Negligible effects of microplastics on animal fitness and HOC bioaccumulation in earthworm Eisenia fetida in soil
Researchers exposed earthworms to polyethylene and polystyrene microplastics at concentrations up to 20 percent of soil dry weight and measured oxidative stress biomarkers. While the highest concentration caused some biochemical changes, no significant effects were observed at 10 percent or below, which covers most realistic environmental scenarios. The study also found that microplastics reduced the bioaccumulation of PAHs and PCBs in earthworm tissues, suggesting that the particles may actually limit the uptake of certain organic pollutants in soil organisms.
Earthworms on a microplastics diet
Researchers found that environmentally relevant concentrations of polyethylene microplastics added to plant litter on soil surfaces led to reduced growth and elevated mortality in the earthworm Lumbricus terrestris, and that earthworms may themselves transport ingested microplastics deeper into soils.

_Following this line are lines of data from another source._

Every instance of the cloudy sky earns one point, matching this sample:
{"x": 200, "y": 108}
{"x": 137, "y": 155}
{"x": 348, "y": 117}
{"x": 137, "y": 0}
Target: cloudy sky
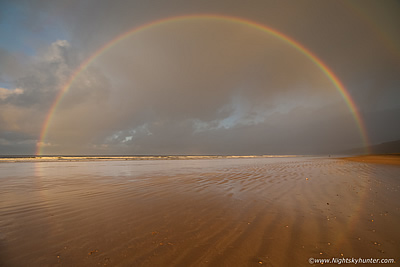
{"x": 201, "y": 86}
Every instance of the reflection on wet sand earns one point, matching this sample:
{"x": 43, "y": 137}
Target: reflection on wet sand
{"x": 202, "y": 212}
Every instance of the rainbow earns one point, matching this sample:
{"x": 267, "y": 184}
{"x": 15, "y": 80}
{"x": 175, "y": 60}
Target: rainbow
{"x": 299, "y": 47}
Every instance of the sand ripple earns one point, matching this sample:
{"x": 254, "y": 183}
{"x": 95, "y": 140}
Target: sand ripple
{"x": 208, "y": 212}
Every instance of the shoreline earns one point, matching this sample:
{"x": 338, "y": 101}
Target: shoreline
{"x": 388, "y": 159}
{"x": 113, "y": 158}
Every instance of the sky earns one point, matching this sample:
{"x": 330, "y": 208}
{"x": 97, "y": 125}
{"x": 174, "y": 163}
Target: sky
{"x": 199, "y": 86}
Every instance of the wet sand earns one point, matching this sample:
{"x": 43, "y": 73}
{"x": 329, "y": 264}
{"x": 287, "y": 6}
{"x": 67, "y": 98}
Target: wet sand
{"x": 393, "y": 159}
{"x": 203, "y": 212}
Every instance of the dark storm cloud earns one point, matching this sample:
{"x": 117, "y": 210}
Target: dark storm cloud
{"x": 205, "y": 87}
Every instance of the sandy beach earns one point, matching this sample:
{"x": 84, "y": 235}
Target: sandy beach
{"x": 201, "y": 212}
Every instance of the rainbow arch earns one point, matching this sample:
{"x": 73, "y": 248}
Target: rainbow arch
{"x": 299, "y": 47}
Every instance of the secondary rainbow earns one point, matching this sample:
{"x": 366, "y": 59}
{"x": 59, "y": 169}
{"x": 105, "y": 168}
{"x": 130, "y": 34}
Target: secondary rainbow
{"x": 322, "y": 66}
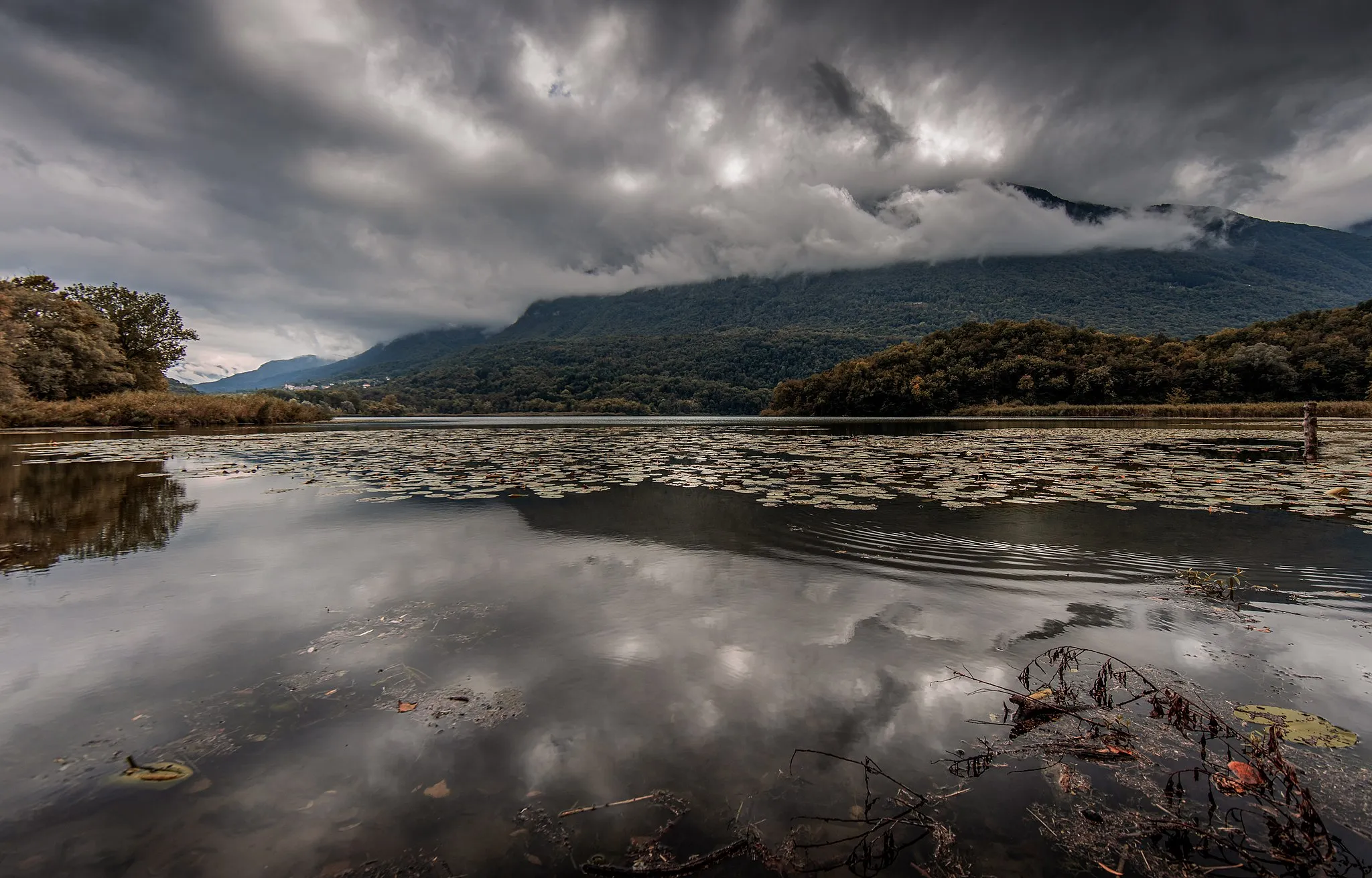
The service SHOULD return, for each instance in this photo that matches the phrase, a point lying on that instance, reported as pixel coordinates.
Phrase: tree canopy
(150, 330)
(1306, 356)
(84, 341)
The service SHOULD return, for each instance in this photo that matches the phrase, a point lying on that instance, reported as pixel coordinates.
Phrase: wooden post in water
(1310, 426)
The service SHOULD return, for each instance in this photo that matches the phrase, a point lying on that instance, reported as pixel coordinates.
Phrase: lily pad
(1297, 726)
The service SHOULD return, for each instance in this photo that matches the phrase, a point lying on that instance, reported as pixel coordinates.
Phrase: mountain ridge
(559, 350)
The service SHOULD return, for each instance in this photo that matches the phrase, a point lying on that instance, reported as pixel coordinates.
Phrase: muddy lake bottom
(409, 645)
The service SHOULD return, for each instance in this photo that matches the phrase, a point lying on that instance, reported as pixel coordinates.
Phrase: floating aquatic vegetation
(1297, 726)
(1117, 468)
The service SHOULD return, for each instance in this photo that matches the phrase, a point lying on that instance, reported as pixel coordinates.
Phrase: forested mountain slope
(1306, 356)
(721, 346)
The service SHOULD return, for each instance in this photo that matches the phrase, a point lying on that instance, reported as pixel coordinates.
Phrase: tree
(64, 349)
(150, 330)
(11, 332)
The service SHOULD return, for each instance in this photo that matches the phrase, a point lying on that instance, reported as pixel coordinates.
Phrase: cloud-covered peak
(316, 176)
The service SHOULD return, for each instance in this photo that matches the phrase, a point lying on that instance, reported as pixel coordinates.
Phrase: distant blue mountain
(273, 374)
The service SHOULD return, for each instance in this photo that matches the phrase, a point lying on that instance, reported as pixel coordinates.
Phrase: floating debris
(154, 774)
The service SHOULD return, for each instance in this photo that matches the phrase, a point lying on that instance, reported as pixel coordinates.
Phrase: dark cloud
(853, 106)
(315, 175)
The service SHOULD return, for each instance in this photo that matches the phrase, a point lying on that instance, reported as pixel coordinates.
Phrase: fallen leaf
(1246, 774)
(1297, 726)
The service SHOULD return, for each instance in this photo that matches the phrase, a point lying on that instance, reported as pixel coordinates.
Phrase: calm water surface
(230, 604)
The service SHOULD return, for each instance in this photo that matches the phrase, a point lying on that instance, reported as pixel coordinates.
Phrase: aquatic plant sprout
(1204, 469)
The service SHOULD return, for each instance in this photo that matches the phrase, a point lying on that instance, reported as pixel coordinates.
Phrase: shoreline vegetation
(159, 409)
(1064, 371)
(1348, 408)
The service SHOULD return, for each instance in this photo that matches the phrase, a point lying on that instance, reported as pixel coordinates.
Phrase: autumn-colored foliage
(159, 409)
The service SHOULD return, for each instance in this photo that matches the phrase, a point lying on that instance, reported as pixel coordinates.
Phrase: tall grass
(159, 409)
(1191, 409)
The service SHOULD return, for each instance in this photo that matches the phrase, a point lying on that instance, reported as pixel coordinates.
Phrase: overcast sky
(312, 176)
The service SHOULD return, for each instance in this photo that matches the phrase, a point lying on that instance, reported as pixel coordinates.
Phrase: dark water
(581, 649)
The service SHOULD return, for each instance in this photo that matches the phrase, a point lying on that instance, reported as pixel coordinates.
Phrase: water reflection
(656, 637)
(86, 511)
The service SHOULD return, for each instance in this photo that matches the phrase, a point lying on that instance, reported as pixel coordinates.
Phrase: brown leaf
(1246, 774)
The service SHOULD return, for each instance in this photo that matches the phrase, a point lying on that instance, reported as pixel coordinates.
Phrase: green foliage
(724, 374)
(721, 346)
(1308, 356)
(150, 330)
(64, 349)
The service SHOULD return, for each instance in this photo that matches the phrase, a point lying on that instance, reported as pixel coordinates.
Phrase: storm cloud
(309, 176)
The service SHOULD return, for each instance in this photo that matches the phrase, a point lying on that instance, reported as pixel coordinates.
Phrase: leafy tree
(1306, 356)
(64, 349)
(150, 330)
(11, 332)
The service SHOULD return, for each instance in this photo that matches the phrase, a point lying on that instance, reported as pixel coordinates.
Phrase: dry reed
(1191, 409)
(159, 409)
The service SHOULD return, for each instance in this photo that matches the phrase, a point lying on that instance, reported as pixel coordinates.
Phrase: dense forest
(86, 356)
(1306, 356)
(84, 341)
(722, 346)
(722, 374)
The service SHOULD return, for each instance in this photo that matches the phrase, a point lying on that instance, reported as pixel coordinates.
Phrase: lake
(404, 648)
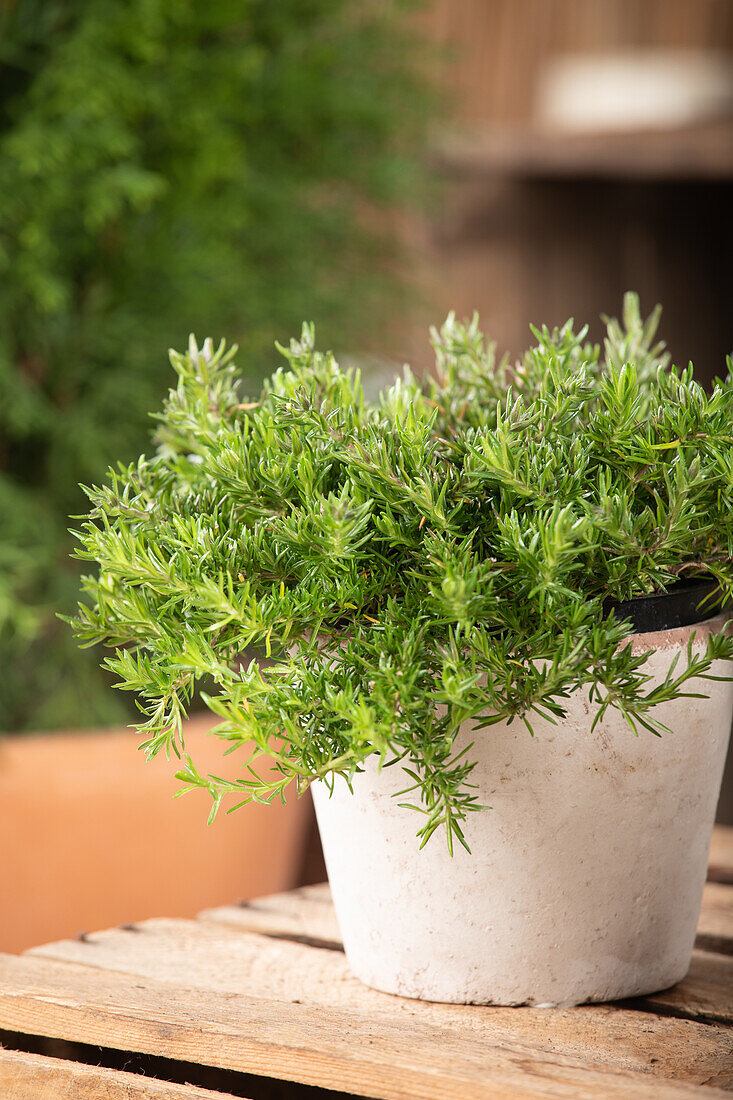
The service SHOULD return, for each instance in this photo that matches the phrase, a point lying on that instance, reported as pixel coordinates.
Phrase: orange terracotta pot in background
(93, 836)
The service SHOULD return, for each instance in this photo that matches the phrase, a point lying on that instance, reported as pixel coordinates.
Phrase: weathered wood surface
(696, 152)
(393, 1055)
(34, 1077)
(264, 988)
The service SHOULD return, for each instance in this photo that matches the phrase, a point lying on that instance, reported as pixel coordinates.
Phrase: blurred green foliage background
(170, 166)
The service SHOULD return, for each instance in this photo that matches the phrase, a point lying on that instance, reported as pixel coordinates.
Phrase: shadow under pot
(586, 876)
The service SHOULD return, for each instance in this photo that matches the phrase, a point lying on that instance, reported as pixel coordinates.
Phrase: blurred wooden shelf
(703, 152)
(256, 1000)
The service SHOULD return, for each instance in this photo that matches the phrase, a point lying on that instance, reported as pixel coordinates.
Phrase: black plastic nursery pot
(686, 604)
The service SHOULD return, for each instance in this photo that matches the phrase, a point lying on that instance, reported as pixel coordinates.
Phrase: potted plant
(488, 606)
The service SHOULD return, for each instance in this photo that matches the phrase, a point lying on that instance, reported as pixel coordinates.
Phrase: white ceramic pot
(586, 875)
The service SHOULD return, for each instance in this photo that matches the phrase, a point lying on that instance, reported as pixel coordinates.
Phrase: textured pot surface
(586, 876)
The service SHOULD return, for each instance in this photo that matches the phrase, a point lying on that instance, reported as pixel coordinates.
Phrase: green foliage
(166, 163)
(439, 557)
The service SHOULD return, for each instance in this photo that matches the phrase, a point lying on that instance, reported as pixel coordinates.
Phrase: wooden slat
(715, 923)
(706, 993)
(720, 868)
(699, 152)
(393, 1057)
(34, 1077)
(306, 913)
(232, 963)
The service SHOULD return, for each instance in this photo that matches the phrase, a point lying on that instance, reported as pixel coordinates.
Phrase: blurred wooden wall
(495, 47)
(523, 238)
(544, 243)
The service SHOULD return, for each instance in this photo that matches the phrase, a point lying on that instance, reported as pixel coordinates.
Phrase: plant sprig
(440, 557)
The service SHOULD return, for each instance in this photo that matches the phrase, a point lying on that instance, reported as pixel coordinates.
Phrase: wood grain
(698, 152)
(400, 1054)
(237, 964)
(264, 988)
(34, 1077)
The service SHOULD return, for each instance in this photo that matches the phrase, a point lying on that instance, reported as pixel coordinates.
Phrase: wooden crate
(256, 1000)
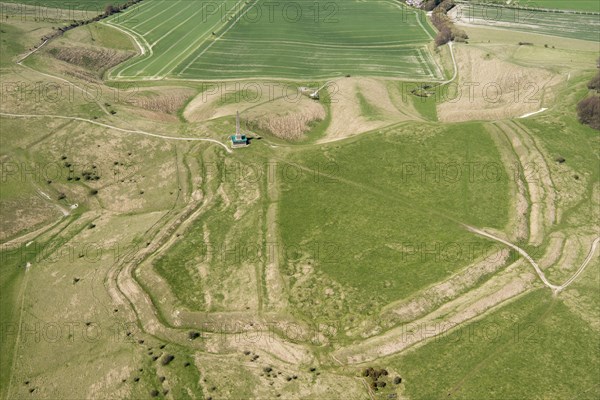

Effects of pristine microplastics and nanoplastics on soil invertebrates: A systematic review and meta-analysis of available data
About 49% of 1,061 biological endpoints were significantly affected by pristine micro- and nanoplastics across 56 studies on soil invertebrates, with polymers containing chloro and phenyl groups causing the most harm; concentrations above 1 g/kg in soil decreased earthworm growth and survival.
Multigenerational growth inhibition and oxidative stress of polystyrene micro(nano)plastics on earthworms (Eisenia fetida)
Researchers exposed earthworms to polystyrene nano- and microplastics across two generations, finding both particle types reduced offspring numbers by 23–39%, disrupted reproductive tissue structure, and caused oxidative stress, with nanoplastics producing more severe multigenerational effects.
Ecotoxicological effects of soil microplastic types and concentrations on earthworms
Researchers tested the effects of conventional polyethylene and polypropylene microplastics alongside biodegradable PBAT microplastics on earthworms over 28 days. They found that PP microplastics caused significant mortality at the highest concentration, while PBAT, despite being marketed as biodegradable, induced the highest levels of DNA damage and cellular stress. The study suggests that biodegradable plastics are not necessarily less harmful to soil organisms than conventional plastics.
Effects of polyvinyl chloride and low-density polyethylene microplastics on oxidative stress and mitochondria function of earthworm (Eisenia fetida)
Researchers exposed earthworms to PVC and polyethylene microplastics in soil and measured the effects on oxidative stress and mitochondrial function. Both plastic types caused significant cellular damage, with PVC proving more harmful by generating higher levels of reactive oxygen species and more severely disrupting the energy-producing mitochondria. The study provides evidence that microplastic accumulation in agricultural soils could harm the earthworms that play a critical role in maintaining soil health.
Reproduction, growth and oxidative stress in earthworm Eisenia andrei exposed to conventional and biodegradable mulching film microplastics
Earthworms exposed to microplastics from both conventional polyethylene and biodegradable PBAT mulch films showed signs of oxidative stress, though reproduction was not significantly affected. The biodegradable microplastics actually stimulated growth at lower concentrations but caused stress at higher levels, similar to conventional plastics. Since earthworms are essential for soil health, these effects could have broader consequences for agricultural ecosystems where plastic mulch films are widely used.